The open-world test dataset is often mixed with out-of-distribution (OOD) samples, where the deployed models will struggle to make accurate predictions. Traditional detection methods need to trade off OOD detection and in-distribution (ID) classification performance since they share the same representation learning model. In this work, we propose to detect OOD molecules by adopting an auxiliary diffusion model-based framework, which compares similarities between input molecules and reconstructed graphs. Due to the generative bias towards reconstructing ID training samples, the similarity scores of OOD molecules will be much lower to facilitate detection. Although it is conceptually simple, extending this vanilla framework to practical detection applications is still limited by two significant challenges. First, the popular similarity metrics based on Euclidian distance fail to consider the complex graph structure. Second, the generative model involving iterative denoising steps is time-consuming especially when it runs on the enormous pool of drugs. To address these challenges, our research pioneers an approach of Prototypical Graph Reconstruction for Molecular OOD Detection, dubbed as PGR-MOOD and hinges on three innovations: i) An effective metric to comprehensively quantify the matching degree of input and reconstructed molecules; ii) A creative graph generator to construct prototypical graphs that are in line with ID but away from OOD; iii) An efficient and scalable OOD detector to compare the similarity between test samples and pre-constructed prototypical graphs and omit the generative process on every new molecule. Extensive experiments on ten benchmark datasets and six baselines are conducted to demonstrate our superiority.
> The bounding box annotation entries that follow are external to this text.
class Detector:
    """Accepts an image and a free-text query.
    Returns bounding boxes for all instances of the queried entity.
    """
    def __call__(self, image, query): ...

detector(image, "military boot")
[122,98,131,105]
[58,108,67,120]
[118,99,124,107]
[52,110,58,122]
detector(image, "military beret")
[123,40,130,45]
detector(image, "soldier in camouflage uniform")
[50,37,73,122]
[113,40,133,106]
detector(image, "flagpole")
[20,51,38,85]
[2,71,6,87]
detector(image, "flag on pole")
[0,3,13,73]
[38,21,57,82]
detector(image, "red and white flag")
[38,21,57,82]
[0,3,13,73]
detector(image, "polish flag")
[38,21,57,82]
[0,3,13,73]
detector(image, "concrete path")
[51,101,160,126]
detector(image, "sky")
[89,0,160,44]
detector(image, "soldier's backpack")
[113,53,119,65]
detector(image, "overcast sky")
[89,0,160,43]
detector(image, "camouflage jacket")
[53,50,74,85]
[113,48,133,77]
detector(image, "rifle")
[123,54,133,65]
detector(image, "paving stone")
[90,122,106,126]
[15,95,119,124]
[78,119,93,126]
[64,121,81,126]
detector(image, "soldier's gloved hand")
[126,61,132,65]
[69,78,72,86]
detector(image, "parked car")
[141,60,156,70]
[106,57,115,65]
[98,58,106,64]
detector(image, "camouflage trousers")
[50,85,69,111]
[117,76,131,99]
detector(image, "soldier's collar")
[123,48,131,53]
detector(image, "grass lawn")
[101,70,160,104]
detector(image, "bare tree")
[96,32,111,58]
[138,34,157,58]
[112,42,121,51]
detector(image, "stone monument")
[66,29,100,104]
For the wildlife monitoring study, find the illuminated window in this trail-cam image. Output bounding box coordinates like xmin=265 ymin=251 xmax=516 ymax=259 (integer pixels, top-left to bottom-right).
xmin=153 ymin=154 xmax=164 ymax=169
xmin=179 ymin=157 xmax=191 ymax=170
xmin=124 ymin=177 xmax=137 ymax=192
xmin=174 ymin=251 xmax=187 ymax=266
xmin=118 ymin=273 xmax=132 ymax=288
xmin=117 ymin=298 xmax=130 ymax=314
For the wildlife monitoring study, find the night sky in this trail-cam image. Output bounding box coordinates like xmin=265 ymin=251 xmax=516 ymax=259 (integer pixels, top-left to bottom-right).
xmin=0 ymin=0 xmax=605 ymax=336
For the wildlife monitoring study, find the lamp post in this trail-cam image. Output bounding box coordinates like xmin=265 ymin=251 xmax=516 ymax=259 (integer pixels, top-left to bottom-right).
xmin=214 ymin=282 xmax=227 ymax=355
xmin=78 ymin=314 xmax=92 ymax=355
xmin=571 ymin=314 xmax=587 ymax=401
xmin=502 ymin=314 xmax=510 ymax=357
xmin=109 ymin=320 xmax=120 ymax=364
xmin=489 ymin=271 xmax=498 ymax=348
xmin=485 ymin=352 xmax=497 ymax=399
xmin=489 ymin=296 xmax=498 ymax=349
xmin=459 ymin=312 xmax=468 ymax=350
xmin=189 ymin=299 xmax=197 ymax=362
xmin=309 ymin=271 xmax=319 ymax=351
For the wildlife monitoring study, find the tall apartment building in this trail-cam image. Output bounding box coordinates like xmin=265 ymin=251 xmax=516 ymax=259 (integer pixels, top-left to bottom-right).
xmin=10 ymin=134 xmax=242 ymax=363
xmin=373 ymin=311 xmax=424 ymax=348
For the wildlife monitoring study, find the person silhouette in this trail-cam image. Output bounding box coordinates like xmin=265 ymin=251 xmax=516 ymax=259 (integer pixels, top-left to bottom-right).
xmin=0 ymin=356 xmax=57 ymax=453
翻译：开放世界测试数据集中常混杂分布外样本，导致部署模型难以做出准确预测。传统检测方法因共享同一表征学习模型，需在分布外检测与分布内分类性能之间权衡。本研究提出基于辅助扩散模型框架检测分子分布外样本，通过比较输入分子与重构图的相似性实现。由于生成模型对分布内训练样本存在重构偏置，分布外分子的相似度得分会显著降低，从而便于检测。尽管概念简单，将该基础框架扩展至实际检测应用仍面临两大挑战：其一，基于欧氏距离的常用相似度度量无法考虑复杂图结构；其二，涉及迭代去噪步骤的生成模型耗时严重，尤其在处理海量药物分子时更为突出。为攻克这些难题，本研究率先提出基于原型图重构的分子分布外检测方法（PGR-MOOD），其创新点包括：i) 提出能全面量化输入分子与重构分子匹配度的有效度量；ii) 设计创造性图生成器，构建符合分布内特征但偏离分布外特征的原型图；iii) 开发高效可扩展的分布外检测器，通过比对测试样本与预构建原型图的相似性，避免对每个新分子执行生成过程。在十个基准数据集和六条基线上的大量实验证明了本方法的优越性。